I have data that looks like this
{
KTYPE: [{name: "john", surname:"elo"},{name: "dd", surname:"ss"}],
MTYPE: [{name: "dsdsd", id:"elo"},{name: "sdss", id:"sds22"}]
}
I want my data frame columns to be named like the below, without specifying it manually or renaming manually after pyspark explosion function is used.
| KTYPE.name | KTYPE.surname | MTYPE.name | MTYPE.id
Can someone please help me with this
Using the following code, I was able to achieve column names by exploding the data as per requirement.
import json
# Opening JSON file
with open('/dbfs/FileStore/tables/sample.json') as json_file:
data = json.load(json_file)
# Print the type of data variable
print(data)
df = spark.read.json(sc.parallelize([json.dumps(data)]))
df.printSchema()
df.show(truncate=False)
col_names = []
for main_key in data.keys():
col_names.extend([f"{main_key}.{sub_key}" for sub_key in data[main_key][0].keys()])
print(col_names)
required_statement = "df.select("
for column in col_names:
required_statement = required_statement+f"df['{column}'].alias('{column}'),"
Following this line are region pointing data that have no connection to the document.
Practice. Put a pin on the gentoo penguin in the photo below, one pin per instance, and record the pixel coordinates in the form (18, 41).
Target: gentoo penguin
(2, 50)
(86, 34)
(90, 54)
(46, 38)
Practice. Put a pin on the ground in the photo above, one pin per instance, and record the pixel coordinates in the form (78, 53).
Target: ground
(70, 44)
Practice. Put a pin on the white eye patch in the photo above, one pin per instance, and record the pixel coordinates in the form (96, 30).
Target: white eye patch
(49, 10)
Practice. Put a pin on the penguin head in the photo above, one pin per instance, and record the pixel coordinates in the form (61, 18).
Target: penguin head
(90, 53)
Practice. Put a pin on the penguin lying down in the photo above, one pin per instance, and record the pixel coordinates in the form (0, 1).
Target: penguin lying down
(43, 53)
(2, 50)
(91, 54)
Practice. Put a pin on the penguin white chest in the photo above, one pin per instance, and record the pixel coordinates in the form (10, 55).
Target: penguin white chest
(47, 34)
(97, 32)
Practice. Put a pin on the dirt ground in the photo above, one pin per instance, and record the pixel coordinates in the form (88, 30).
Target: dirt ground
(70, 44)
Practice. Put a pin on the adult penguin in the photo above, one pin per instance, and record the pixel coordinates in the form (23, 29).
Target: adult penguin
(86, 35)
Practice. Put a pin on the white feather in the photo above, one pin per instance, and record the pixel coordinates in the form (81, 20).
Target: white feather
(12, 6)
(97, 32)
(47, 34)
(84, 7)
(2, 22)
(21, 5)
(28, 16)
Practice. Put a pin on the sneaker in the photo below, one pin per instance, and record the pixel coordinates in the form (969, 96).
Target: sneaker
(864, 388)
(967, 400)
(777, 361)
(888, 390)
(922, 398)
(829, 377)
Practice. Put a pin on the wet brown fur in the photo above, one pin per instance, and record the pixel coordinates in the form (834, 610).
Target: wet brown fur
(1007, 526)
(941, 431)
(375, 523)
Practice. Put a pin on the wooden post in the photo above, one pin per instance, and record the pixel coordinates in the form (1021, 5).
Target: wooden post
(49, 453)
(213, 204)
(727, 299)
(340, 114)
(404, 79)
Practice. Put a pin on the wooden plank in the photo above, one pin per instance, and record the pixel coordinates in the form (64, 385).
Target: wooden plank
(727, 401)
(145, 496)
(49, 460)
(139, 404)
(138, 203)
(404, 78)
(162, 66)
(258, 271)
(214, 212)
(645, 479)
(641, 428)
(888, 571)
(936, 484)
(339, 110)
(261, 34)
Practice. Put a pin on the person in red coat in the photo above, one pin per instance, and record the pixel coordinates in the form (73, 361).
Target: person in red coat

required_statement = required_statement[:-1] + ")"
print(required_statement)
#using eval to execute above string expresssion and create a dataframe
f = eval(required_statement)
f.show()
selectExpr
with arrays_zip
function, we can get the required output:final = f.selectExpr(f'inline(arrays_zip(`{"`,`".join(col_names)}`))')
NOTE: select columns by enclosing the name within backticks.